I disliked the book because it seems that Crutcher is still living forty-five years ago in the mid-1960s going by the Who's motto--"Never trust anyone over 35." He treats racism as if it is still rampant in the country. (Is our country perfect? Of course not, and I'll never say it is, but things have gotten so much better. Because of human nature, racism will never completely vanish. The problem is that people like Crutcher look at a Utopian world and when our world doesn't yet match up to that Utopian vision, they throw fits.)
In the world Crutcher has created everyone in a school setting--with the exception of the one or two gutsy teachers who befriend the main characters--are fools and politicians thinking more of their own careers and hind ends than the good of the students. And that goes for most everyone else in a position of power as well. I can understand Crutcher maybe wanting to show it from the kid's point of view, but he doesn't. This is how he has constructed his view of the world.

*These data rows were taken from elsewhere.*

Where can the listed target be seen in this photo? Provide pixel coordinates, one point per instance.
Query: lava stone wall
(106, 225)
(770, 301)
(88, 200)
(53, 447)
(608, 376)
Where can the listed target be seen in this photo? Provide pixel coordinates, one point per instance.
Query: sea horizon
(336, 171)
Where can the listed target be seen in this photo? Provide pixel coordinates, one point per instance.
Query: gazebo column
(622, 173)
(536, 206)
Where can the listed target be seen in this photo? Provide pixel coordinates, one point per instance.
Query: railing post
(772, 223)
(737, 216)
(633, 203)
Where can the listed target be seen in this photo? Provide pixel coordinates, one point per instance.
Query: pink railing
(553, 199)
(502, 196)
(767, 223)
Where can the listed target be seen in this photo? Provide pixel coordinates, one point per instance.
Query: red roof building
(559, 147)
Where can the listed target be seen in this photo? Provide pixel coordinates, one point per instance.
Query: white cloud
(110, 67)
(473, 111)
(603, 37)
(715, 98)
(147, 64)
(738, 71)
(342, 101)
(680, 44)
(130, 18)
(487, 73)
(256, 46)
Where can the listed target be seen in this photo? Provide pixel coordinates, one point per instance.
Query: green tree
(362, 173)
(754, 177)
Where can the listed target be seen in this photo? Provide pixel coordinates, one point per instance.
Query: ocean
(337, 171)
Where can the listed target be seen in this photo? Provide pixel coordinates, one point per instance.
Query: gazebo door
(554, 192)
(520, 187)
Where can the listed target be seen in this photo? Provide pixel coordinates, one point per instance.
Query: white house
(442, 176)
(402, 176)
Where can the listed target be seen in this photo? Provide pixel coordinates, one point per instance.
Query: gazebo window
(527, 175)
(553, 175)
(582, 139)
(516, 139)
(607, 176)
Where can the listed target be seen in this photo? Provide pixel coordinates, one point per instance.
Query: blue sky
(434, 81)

In the final story, Meet Me at the Gates, Marcus James, he tries to create a sympathetic Christian character--Matt Miller. The dust jacket describes him as a straight-laced Christian. However Matt soon falls into dropping f-bombs every other sentence after the tragedy of the story. The transition doesn't feel right, it's too sudden, too quick--it feels like Crutcher created his perfect Christian, one who reads the Bible, but cusses every bit as good as a sailor. And in creating that Christian character Crutcher cherry picks his Christian doctrines and ignoring others.
While the stories here are moving and powerful, they also show Crutcher's inability to really show both sides of an issue.
I really wish I could find the writer I once loved, but I think it is a lost cause now.